Question: Should the government delay the digital television transition? 

The current deadline is February 17, 2009. The new administration is concerned about disenfranchising people who rely on over-the-air television.

My answer:

As of today, January 15, 2009, about a month before the DTV conversion, whether or not government should introduce delay in it, is a relevant question.

FCC Commissioner Michael J. Copps spoke on Tuesday December 2, 2008 at Marquette University, an urban setting, in Milwaukee, Wisconsin. After twenty minutes of information and demonstration, his town hall meeting was open to the audience for questions. They were tough. A few of the questions they asked were: Why is the government doing this?  How long will converter boxes work?  Will the government be able to listen in on my home?

What became apparent to me was that many people impacted by the over-the-air broadcasting changes are under informed, need more education and at the same time are capable of understanding more technical and sophisticated information that the current massive effort provides.

Commissioner Copps was apologetic. He admitted there wasn't enough time and that many people subject to the change are not ready.  He warned that the DTV converter box coupon program was running out of money.  He said that the community needs to become more involved in the education process. We sensed his frustration.

On December 23, 2008 the Congress passed the DTV Nightlight Act. This action indicates that lawmakers sense the public is not ready. The late hour timing of the law shows it is a stopgap measure. There are many reasons a station need not participate. In many of the larger designated market areas (DMAs) where the bulk of the stations return to their pre-transition analog channels, there's little possibility of nightlight transmissions. There is a tradeoff between keeping viewers and the unanticipated and unplanned for costs of providing nightlight service. 

A delay of all full power stations' conversion beyond February 17, 2009, most likely would be un-funded but mandated. 

In the latest issue of IEEE Broadcast Technology Society Newsletter a writer points out FCC's lack of focus on DTV transition. That's another indicator.

Also in the news we read about the growing waitlist of converter coupon requests. Funding, as predicted, has run out.  Coupons are no longer being issued.

I have been impressed by DTV successes, the creation and acceptance of complex standards, the devising of innovative compression techniques, and the considerable effort of stations and the TV industry to move to digital from analog. And while there has been substantive work on educating the public, it seems there is a need for more.

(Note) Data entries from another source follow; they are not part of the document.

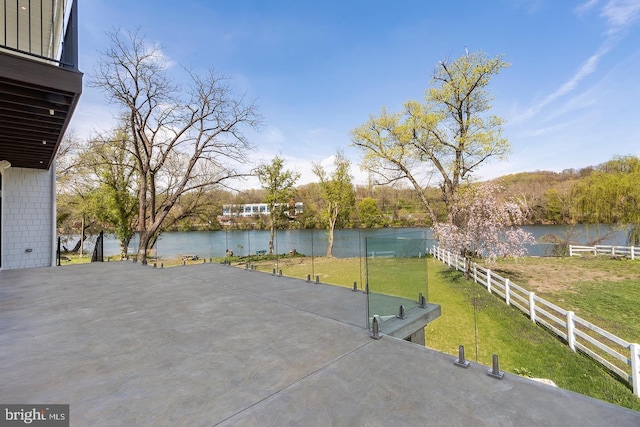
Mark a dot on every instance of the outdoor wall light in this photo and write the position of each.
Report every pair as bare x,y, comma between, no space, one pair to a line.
461,359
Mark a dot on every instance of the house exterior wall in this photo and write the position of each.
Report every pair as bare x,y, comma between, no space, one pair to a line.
28,215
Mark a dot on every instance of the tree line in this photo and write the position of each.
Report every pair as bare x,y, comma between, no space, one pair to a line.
171,161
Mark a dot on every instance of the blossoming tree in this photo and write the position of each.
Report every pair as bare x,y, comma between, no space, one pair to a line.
481,225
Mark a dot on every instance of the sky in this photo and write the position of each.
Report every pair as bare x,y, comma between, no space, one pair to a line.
318,69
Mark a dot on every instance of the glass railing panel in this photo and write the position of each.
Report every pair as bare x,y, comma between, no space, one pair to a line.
396,275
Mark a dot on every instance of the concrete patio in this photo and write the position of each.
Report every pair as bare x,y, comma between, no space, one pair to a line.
205,345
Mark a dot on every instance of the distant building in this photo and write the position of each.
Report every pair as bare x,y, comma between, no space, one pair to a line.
40,86
251,210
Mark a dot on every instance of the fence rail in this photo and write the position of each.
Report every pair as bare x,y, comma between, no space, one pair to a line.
614,251
614,353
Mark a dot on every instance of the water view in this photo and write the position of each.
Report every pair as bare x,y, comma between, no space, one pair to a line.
348,242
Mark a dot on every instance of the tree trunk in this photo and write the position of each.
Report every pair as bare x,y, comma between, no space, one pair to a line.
332,226
272,234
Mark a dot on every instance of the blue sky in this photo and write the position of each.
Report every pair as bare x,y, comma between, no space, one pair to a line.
318,69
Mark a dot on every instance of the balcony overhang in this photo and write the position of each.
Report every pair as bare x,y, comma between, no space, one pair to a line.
37,100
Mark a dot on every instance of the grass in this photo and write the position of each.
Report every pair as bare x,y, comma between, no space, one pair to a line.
603,291
522,346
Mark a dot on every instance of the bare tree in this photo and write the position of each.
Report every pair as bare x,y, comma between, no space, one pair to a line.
278,184
337,194
183,138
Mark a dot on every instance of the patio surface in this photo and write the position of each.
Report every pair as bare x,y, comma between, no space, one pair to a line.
206,345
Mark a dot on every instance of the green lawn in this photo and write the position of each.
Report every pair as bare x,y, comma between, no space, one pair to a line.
522,346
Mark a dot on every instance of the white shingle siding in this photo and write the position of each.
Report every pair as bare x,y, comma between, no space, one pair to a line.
28,215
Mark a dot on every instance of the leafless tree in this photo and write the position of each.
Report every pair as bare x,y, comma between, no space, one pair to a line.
185,137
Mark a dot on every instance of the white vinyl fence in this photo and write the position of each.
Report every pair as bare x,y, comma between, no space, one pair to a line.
614,251
613,352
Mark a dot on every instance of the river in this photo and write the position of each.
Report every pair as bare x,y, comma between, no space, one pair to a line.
348,242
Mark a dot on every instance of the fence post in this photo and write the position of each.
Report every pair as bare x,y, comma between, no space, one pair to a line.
507,297
571,337
635,368
532,307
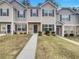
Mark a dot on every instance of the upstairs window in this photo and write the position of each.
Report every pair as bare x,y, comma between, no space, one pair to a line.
48,27
4,12
21,13
34,12
47,12
65,17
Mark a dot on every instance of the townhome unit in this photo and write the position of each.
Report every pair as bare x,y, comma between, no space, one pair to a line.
18,17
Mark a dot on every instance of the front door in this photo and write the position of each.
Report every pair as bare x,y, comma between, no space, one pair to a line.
59,30
35,28
8,28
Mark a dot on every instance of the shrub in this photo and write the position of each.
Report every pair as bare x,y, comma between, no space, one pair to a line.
53,33
65,35
71,35
21,33
47,33
25,33
15,33
40,33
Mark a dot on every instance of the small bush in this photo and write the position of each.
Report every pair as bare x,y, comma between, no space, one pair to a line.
47,33
25,33
15,33
21,33
78,35
40,33
53,33
65,35
71,35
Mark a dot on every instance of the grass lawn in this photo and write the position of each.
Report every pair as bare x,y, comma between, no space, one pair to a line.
50,47
75,38
10,46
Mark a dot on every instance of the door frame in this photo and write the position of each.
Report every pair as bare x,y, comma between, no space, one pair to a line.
35,25
8,29
60,30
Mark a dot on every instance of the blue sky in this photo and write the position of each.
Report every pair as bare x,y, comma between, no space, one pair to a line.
61,3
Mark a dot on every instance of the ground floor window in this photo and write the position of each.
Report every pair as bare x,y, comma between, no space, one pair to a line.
48,27
20,27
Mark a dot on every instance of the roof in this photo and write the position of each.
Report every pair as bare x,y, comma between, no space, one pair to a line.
40,5
18,3
2,1
66,9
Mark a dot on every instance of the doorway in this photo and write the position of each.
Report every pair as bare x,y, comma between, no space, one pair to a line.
8,28
35,28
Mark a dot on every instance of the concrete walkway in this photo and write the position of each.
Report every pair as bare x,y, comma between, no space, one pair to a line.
30,49
71,41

I have a project management background; where one's job can be on the line to make schedule.  However, astute executives know a project headed for customer failure should be given additional time and resources to succeed.

I believe success is possible.

The primary component of new effort is to revisit and redo some education tasks. Deborah McAdams' editorial column in the December issue of the trade periodical Television Broadcast covers some points that should be part of the general public's knowledge of DTV.  Its history back to President Reagan's times and what will become of the freed up broadcast spectrum are two examples. What the public might also benefit from is learning the differences between analog and digital: a digital signal is a more productive use of spectrum and spectrum is a limited and valuable resource.

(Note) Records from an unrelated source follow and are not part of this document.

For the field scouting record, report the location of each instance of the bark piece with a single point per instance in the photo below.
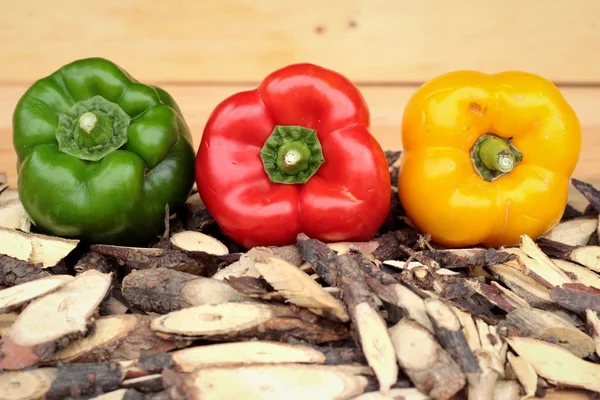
(244, 320)
(163, 290)
(54, 320)
(289, 381)
(14, 271)
(525, 373)
(243, 353)
(577, 297)
(557, 364)
(118, 337)
(574, 232)
(394, 394)
(35, 248)
(296, 286)
(196, 242)
(589, 192)
(67, 381)
(18, 295)
(150, 258)
(14, 216)
(525, 287)
(593, 326)
(429, 367)
(545, 325)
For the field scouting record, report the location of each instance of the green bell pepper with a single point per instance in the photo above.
(100, 155)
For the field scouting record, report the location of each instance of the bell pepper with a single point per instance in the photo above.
(487, 157)
(294, 155)
(100, 155)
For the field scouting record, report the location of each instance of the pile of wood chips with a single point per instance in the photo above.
(193, 316)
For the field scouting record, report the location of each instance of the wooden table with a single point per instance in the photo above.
(203, 51)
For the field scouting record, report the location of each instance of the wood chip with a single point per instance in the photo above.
(14, 216)
(232, 321)
(574, 232)
(35, 336)
(35, 248)
(296, 286)
(163, 290)
(288, 381)
(193, 241)
(429, 367)
(557, 364)
(25, 292)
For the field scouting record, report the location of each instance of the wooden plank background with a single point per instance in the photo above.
(202, 51)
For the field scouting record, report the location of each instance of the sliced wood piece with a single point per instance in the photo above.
(35, 248)
(575, 231)
(540, 264)
(557, 364)
(25, 292)
(232, 321)
(525, 374)
(65, 381)
(577, 297)
(525, 287)
(369, 326)
(14, 271)
(194, 241)
(282, 381)
(162, 290)
(117, 337)
(545, 325)
(244, 353)
(14, 216)
(296, 286)
(578, 273)
(593, 326)
(53, 321)
(429, 367)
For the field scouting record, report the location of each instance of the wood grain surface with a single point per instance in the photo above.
(242, 40)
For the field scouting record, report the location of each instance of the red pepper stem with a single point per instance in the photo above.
(291, 154)
(494, 157)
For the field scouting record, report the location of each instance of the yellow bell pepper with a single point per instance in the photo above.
(487, 157)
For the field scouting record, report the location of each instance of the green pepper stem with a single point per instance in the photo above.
(92, 128)
(494, 157)
(291, 154)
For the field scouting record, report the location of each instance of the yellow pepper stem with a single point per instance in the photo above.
(494, 157)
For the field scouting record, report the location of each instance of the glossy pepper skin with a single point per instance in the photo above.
(294, 155)
(464, 190)
(100, 155)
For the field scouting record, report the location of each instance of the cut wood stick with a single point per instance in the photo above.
(525, 374)
(296, 286)
(557, 364)
(577, 297)
(283, 381)
(196, 242)
(574, 232)
(18, 295)
(545, 325)
(117, 337)
(163, 290)
(53, 321)
(525, 287)
(593, 326)
(35, 248)
(429, 367)
(244, 320)
(237, 354)
(14, 271)
(65, 381)
(14, 216)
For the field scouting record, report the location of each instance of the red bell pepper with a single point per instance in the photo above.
(294, 155)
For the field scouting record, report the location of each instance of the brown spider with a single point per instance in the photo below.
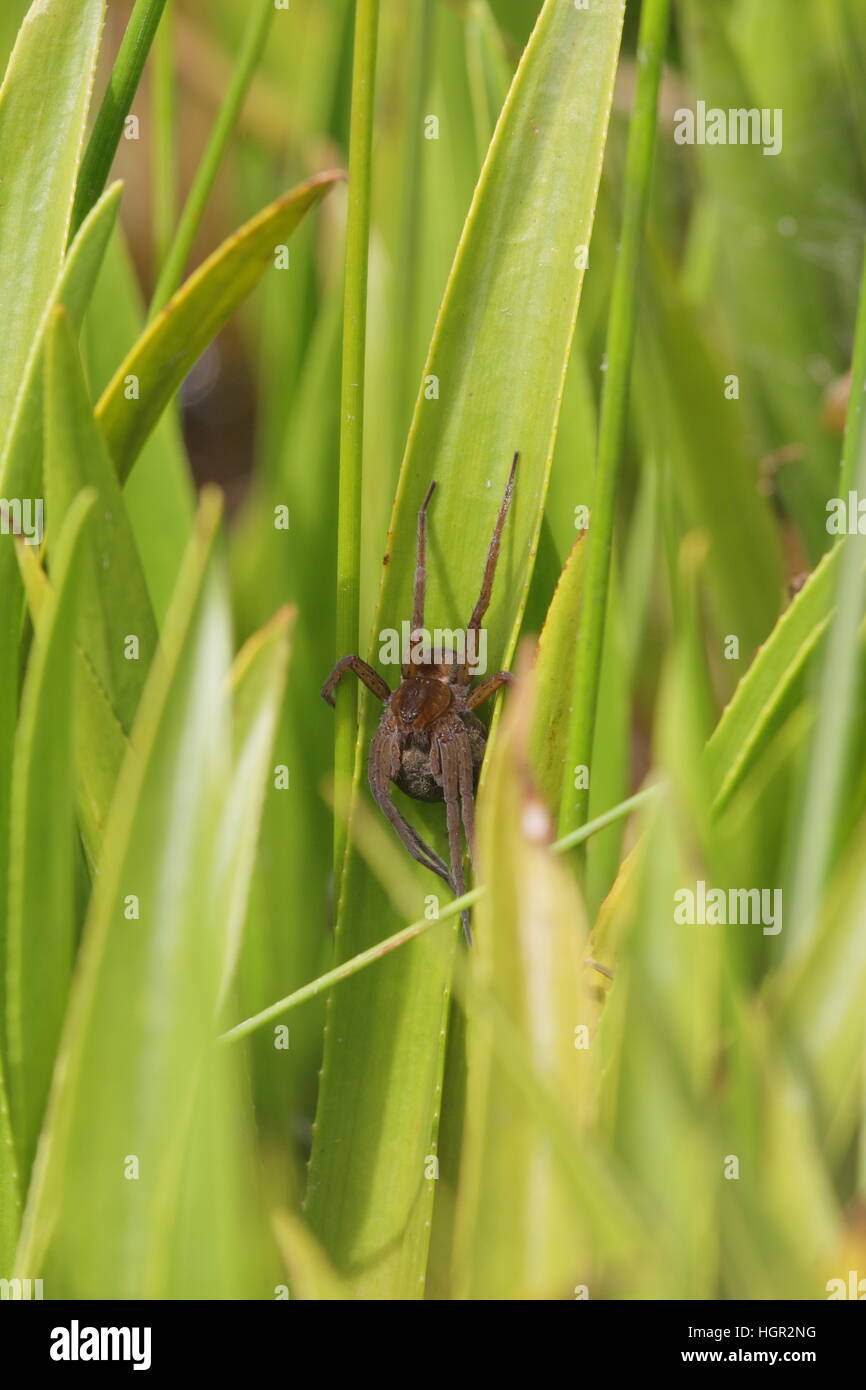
(428, 741)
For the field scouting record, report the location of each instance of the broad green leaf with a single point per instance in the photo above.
(688, 420)
(517, 1235)
(43, 109)
(149, 972)
(758, 701)
(21, 477)
(42, 918)
(116, 608)
(116, 628)
(309, 1269)
(145, 382)
(498, 357)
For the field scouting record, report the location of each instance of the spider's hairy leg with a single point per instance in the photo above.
(466, 779)
(417, 608)
(364, 673)
(488, 687)
(489, 567)
(448, 761)
(384, 763)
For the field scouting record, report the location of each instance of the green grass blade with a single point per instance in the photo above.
(231, 106)
(21, 477)
(117, 624)
(42, 918)
(173, 344)
(153, 958)
(43, 109)
(841, 673)
(759, 699)
(498, 356)
(517, 1236)
(160, 495)
(117, 102)
(655, 18)
(352, 392)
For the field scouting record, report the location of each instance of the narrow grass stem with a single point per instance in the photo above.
(655, 18)
(837, 694)
(164, 139)
(117, 102)
(352, 395)
(230, 110)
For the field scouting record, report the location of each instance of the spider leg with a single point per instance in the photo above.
(381, 766)
(466, 781)
(488, 687)
(489, 567)
(449, 762)
(364, 673)
(417, 608)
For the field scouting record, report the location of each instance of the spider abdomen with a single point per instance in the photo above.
(416, 777)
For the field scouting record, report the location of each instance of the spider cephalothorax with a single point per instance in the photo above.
(428, 741)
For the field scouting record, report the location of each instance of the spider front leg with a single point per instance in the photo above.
(449, 765)
(364, 673)
(384, 763)
(488, 687)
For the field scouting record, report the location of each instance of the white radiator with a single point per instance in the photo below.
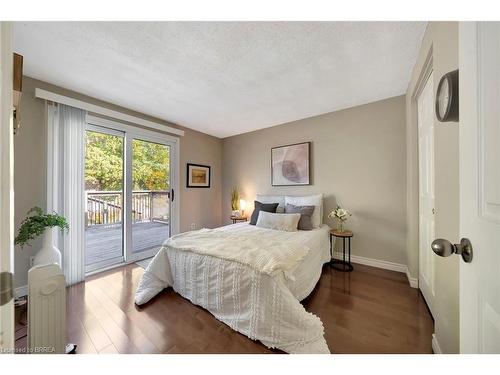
(46, 310)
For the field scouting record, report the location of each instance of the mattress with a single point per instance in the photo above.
(262, 306)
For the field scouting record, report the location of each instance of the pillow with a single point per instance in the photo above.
(273, 199)
(286, 222)
(266, 207)
(305, 212)
(309, 200)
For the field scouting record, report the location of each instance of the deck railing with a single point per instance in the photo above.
(105, 207)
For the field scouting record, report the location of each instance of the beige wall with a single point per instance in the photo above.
(358, 160)
(199, 206)
(440, 40)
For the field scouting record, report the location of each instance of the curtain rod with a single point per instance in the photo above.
(47, 95)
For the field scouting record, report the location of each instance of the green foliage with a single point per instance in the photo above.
(104, 164)
(235, 199)
(150, 166)
(35, 225)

The second component of additional effort should be teeth behind Commissioner Copps' rationale for the conversion.  He stated that during the Hurricane Katrina rescue and clean-up period, multiple public safety agencies could not communicate because of diverse radio equipment.  He said the freed up spectrum space will allow those agencies to use new technologies and equipment to communicate with each other. What he did not say was how it would be done or paid for. I am unaware of any plans or laws in place that address this work

Commissioner Copps also did not say that there would be other commercial users, of that same freed up spectrum. I think it's okay to be open about that.  It should not come as a surprise.  After all, we live in a capitalist nation.  

Funding of the converter coupon program is another needed component.

As much as we would all like to be done or at least into a next phase of DTV on February 17, I believe with additional key tasks like the ones I have identified, that are funded and tasked, a government delay of relatively short and known duration is appropriate.